Holy matrimony

Lisa Holeman

Photo by Rachel Bush

In the front yard of ordained minister Lisa Holeman’s quaint home hangs a large silver wind chime crafted by former Chico artist Gregg Payne. While the striking object attracts impromptu photo shoots from passersby, its main function is to provide peaceful melodies to newlyweds who’ve just been married in Holeman’s lush backyard sanctuary, Windchime Chapel. For 20 years, Holeman’s business, As You Like It Weddings, has provided ministry services to over 2,000 weddings all over California, many of which have been performed in her own intimate backyard setting. For more information, visit windchimeweddingchapel.com.

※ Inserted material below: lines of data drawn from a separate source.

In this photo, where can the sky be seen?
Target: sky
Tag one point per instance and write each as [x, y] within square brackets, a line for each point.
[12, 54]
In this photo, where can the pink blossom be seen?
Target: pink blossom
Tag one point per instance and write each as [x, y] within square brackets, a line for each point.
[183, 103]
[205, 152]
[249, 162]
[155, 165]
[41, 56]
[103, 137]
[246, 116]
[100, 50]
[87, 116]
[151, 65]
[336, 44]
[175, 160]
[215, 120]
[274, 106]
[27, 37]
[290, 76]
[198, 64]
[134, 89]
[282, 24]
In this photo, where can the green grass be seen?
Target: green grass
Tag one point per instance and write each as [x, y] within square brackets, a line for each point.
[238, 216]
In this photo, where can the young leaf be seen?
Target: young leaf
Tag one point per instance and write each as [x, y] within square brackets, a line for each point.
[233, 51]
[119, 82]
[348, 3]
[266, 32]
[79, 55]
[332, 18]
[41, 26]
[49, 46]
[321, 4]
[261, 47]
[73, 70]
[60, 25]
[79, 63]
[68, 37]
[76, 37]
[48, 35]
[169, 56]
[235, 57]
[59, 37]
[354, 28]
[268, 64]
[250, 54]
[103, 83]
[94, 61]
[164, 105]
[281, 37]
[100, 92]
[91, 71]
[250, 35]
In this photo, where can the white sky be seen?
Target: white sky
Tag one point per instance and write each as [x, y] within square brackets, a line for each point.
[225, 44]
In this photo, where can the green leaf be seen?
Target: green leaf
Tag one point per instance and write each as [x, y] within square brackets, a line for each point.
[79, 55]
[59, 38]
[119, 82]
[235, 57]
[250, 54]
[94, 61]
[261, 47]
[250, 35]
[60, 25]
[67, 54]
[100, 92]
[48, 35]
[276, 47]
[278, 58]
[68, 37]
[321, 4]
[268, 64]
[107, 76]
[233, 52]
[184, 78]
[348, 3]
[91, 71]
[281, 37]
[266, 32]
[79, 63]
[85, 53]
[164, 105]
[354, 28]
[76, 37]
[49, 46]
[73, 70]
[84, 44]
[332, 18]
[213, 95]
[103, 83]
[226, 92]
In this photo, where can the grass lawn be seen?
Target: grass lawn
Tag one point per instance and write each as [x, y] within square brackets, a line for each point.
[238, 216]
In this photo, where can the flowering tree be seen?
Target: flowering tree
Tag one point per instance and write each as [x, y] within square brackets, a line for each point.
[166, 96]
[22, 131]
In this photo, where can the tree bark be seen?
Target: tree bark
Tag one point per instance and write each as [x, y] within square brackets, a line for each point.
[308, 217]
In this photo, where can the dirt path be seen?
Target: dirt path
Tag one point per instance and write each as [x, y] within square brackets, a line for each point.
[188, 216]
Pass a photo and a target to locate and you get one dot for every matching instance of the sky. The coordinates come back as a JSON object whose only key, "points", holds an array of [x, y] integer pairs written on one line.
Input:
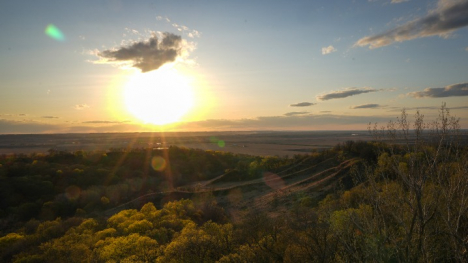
{"points": [[136, 66]]}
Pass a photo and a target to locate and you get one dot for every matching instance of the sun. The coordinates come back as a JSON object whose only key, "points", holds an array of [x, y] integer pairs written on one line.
{"points": [[158, 97]]}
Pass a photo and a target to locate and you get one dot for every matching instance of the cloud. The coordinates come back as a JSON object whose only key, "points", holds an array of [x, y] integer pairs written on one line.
{"points": [[328, 50], [448, 17], [295, 113], [345, 93], [455, 90], [302, 104], [365, 106], [147, 55], [81, 106], [102, 122], [399, 109]]}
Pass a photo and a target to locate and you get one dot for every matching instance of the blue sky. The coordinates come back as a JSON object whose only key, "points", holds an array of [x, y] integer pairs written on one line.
{"points": [[250, 65]]}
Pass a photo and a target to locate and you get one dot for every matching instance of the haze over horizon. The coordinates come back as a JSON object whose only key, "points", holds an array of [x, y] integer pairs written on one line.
{"points": [[118, 66]]}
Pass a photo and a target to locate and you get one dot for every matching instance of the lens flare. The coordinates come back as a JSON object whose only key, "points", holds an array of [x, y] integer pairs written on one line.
{"points": [[54, 33]]}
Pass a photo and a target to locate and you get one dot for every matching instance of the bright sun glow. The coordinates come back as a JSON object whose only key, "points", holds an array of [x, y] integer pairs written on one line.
{"points": [[158, 97]]}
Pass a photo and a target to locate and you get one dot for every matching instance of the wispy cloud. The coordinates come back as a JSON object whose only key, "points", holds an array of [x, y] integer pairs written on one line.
{"points": [[399, 109], [146, 55], [455, 90], [295, 113], [365, 106], [448, 17], [81, 106], [345, 93], [102, 122], [328, 50], [302, 104]]}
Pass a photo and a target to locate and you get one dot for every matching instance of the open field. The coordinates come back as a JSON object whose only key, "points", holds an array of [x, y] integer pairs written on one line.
{"points": [[253, 143]]}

How did you get into this business?

I had been living in Japan, and I came back here and told everyone I was looking for work, because there weren’t a lot of jobs available. There was a woman who was doing this [officiating weddings] and she needed help. After working my first wedding, I was so passionate about it and I thought, Oh, this is my calling! So I purchased the business from her. That was around ’95.

For the weddings you don’t officiate at your chapel, where do you go?

We go to country clubs, the CARD Center, The Palms … a lot of people have them at ranches and their backyards. I’ve seen everything; people have arrived in limousines and carriages, and others show up in their work boots and Big Gulps in their hands. It’s so fun to see all the different visions people have for uniting.

Your backyard chapel is very charming. What kind of work went into creating the space?

The redwoods were planted many years ago, after I’d first moved to this house, and then we made a creek-like water feature. It’s very intimate and cozy. If you love the outdoors, you’ll love it. People have always just loved it. And the wind chime is a pretty cool feature.

What’s your favorite part of this job?

Sometimes it’s like looking at the face of God. People are so vulnerable and their hearts are right out in the open and it’s so intimate, and I feel like it’s an honor to be in the presence of that.

Are there any ceremonies that were particularly memorable?

There’s one that sticks out. The bride was from Japan and the groom was American. They had a very intimate, small wedding here at the chapel with just their families. Each family stood in a circle, and neither spoke each other’s language, so the bride had to translate everything. I held a giant candle and everyone lit their taper candle from mine, while saying what they were going to bring to the union. I thought it was so profound because not only were they merging cultures, but they were also expressing that marriage is more than two people, and that it’s valuable for families to support this love in any way they can. Today’s America needs that kind of love, where we ask, “What can we bring?” Bring your light and love, and not your judgment.